In April of the current year the Southern Cheyennes and Arapahoes were peacefully occupying their village on the grounds assigned to them as hunting grounds by the treaty of October, 1865, when a military command under Major General Hancock, without any known provocation, burned down their homes of 300 lodges, (including, perhaps, 100 lodges of friendly Sioux,) and all their provisions, clothing, utensils, and property of every description. In view of these facts, it is scarcely deemed necessary to seek further for reasons for the hostility of the Southern Cheyennes and Arapahoes.

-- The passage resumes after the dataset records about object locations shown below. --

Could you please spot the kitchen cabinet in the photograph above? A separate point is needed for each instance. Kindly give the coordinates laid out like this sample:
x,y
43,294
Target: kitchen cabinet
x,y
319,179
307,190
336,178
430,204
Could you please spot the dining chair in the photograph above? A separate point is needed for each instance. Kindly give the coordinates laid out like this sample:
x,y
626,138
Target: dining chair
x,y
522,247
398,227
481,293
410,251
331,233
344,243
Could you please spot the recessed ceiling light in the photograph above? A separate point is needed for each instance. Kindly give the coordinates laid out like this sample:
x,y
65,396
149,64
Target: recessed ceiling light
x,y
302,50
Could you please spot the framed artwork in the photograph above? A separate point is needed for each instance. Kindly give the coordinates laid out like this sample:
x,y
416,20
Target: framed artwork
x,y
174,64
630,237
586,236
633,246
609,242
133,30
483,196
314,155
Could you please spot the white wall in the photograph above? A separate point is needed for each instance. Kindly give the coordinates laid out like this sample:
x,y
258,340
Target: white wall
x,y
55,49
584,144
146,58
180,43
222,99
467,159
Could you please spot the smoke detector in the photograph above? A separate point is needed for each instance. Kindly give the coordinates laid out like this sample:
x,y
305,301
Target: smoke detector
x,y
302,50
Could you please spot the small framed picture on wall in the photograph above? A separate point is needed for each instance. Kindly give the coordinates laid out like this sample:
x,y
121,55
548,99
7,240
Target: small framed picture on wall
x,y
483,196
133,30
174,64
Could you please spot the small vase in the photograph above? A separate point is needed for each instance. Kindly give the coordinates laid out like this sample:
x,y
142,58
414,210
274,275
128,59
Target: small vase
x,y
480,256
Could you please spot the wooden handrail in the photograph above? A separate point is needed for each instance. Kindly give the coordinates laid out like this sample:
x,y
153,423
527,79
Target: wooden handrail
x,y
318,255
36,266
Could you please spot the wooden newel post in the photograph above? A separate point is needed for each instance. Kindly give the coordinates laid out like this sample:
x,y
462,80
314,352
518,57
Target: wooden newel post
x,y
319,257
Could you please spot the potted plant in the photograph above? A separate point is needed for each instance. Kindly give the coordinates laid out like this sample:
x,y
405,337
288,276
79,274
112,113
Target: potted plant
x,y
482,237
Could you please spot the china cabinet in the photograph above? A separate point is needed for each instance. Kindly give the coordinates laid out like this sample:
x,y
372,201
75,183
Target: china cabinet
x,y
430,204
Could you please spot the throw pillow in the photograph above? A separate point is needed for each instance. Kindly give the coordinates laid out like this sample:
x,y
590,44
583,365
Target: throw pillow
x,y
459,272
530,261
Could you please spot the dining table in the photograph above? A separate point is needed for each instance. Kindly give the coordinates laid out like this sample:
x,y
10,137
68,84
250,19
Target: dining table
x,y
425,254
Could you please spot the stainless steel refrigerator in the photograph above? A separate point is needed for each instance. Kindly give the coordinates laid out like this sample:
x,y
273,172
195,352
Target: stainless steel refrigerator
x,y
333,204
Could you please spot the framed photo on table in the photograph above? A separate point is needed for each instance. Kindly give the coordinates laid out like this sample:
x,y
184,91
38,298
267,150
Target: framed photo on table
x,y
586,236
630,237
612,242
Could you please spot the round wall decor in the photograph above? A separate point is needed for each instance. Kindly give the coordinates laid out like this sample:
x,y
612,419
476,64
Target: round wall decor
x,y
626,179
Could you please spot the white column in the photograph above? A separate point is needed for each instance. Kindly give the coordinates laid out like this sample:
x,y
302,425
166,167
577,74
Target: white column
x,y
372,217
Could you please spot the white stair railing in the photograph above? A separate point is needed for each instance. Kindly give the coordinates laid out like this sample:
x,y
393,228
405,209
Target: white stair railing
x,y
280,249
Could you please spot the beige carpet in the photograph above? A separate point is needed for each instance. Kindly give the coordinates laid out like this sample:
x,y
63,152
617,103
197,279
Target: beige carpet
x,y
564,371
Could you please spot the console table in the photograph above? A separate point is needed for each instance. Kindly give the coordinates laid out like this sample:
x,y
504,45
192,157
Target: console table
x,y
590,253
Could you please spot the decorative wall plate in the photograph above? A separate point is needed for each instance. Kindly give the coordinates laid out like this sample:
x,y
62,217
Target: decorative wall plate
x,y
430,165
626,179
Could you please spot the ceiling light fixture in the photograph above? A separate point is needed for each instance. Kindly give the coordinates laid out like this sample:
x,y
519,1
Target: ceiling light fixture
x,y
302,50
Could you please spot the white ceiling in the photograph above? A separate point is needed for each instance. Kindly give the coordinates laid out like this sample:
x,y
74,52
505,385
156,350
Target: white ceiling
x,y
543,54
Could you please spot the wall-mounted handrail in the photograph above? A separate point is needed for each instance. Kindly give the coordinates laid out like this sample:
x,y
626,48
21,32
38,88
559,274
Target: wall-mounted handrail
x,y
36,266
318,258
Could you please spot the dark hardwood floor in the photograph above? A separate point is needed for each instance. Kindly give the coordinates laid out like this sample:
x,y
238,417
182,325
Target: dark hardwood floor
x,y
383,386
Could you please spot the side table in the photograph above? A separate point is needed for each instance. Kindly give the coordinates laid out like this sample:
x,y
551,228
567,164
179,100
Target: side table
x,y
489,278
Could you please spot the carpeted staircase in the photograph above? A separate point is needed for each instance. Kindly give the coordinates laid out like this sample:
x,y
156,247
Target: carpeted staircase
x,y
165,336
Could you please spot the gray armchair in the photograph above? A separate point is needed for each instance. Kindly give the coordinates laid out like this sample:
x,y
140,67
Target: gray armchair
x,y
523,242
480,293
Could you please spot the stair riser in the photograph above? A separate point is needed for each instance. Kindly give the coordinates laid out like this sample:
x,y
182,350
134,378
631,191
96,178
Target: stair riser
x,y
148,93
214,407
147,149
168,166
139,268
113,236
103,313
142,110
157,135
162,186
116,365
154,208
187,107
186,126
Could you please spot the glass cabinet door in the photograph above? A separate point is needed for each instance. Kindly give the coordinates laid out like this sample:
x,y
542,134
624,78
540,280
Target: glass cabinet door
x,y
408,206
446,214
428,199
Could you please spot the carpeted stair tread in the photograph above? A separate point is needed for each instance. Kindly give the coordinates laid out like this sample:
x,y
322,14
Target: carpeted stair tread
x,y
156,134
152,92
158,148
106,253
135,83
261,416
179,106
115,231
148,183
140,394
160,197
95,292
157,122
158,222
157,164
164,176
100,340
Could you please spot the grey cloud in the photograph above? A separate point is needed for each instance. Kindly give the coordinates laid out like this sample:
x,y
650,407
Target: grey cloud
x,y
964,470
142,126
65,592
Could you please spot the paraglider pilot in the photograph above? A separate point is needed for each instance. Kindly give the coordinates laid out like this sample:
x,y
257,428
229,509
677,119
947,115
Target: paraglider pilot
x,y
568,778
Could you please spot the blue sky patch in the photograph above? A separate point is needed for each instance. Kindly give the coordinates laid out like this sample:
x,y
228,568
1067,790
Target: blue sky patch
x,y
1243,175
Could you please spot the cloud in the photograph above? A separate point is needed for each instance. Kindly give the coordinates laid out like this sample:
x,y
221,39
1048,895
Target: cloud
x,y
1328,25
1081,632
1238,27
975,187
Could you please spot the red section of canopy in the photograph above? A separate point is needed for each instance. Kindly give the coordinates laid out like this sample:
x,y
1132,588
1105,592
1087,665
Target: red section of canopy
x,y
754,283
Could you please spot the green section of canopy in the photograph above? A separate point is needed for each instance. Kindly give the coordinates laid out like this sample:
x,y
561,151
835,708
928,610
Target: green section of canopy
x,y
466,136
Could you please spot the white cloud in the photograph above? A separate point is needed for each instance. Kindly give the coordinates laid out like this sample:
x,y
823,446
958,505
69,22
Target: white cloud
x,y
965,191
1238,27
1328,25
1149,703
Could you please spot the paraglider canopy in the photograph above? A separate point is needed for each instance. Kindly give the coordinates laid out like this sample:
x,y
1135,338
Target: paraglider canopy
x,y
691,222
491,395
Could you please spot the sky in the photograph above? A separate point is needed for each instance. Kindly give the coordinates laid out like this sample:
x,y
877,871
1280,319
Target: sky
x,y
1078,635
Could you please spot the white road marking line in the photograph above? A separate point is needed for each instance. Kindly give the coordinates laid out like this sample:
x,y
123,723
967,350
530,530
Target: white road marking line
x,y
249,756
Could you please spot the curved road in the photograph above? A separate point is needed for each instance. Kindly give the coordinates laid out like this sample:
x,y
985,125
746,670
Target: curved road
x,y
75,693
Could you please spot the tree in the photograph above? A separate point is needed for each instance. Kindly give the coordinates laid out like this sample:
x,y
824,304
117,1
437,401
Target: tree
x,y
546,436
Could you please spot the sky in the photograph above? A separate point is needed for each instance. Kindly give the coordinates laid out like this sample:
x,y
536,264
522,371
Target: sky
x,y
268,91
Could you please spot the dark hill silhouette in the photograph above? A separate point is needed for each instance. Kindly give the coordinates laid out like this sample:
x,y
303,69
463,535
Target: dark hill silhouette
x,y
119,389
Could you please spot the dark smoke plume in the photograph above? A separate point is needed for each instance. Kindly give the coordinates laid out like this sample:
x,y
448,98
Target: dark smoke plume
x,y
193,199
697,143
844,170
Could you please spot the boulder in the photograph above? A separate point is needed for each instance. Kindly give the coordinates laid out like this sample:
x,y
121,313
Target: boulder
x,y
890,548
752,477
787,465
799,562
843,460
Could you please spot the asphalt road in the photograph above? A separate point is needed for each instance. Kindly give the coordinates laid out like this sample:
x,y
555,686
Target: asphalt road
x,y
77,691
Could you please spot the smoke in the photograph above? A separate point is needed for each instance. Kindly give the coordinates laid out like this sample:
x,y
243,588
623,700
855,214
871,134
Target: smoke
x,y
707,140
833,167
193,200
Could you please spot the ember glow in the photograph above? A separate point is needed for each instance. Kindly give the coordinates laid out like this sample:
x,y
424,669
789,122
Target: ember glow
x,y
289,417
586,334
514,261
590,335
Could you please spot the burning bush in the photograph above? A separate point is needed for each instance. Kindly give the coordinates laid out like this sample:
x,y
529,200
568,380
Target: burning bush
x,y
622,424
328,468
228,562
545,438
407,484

While searching for the origin of our existing Indian war, I beg leave to insert here an extract from a letter of Lieutenant General Sherman, dated Fort Lyon, Colorado, September 30, 1866, forwarded to the Secretary of War by General Grant, and referred to this office :

"Craig (formerly a colonel or captain in the army, and owner of a large ranche on the Huerfano) may be taken as the best sample of the class of men who are settling along the east base of the mountains. He has thoroughly proven the ability to produce, but then comes the more difficult problem of consumption. Who is to buy his corn? The miners of Colorado, in the mountains, two hundred miles distant, will take some; but the cost of hauling is enormous. The few travellers and stage companies will buy a little, but he, and all situated like him, look to our military for a market, and that is the real pressure for garrisons and an Indian war. The Utes are harmless and peaceable, and the Cheyennes and Arapahoes are off after the buffaloes, God only knows where, and I don't see how we can make a decent excuse for an Indian war. I have travelled all the way from Laramie without a single soldier or escort. I meet single men, unarmed, travelling along the road, as in Missouri. Cattle and horses graze loose, far from their owners, most tempting to a starving Indian, and though the Indians might easily make a descent on these scattered ranches, yet they have not done so, and I see no external signs of a fear of such an event, though all the people are clamorous for military protection. I received at Puebla a petition to that effect, signed by so many names that I could not help answering that the names to the petition exceeded in number the strength of any of our small garrisons. Still, I do think that the efforts of these people to transform the desert into productive farms is worthy of encouragement of the general government, and I will treat of the subject again at length.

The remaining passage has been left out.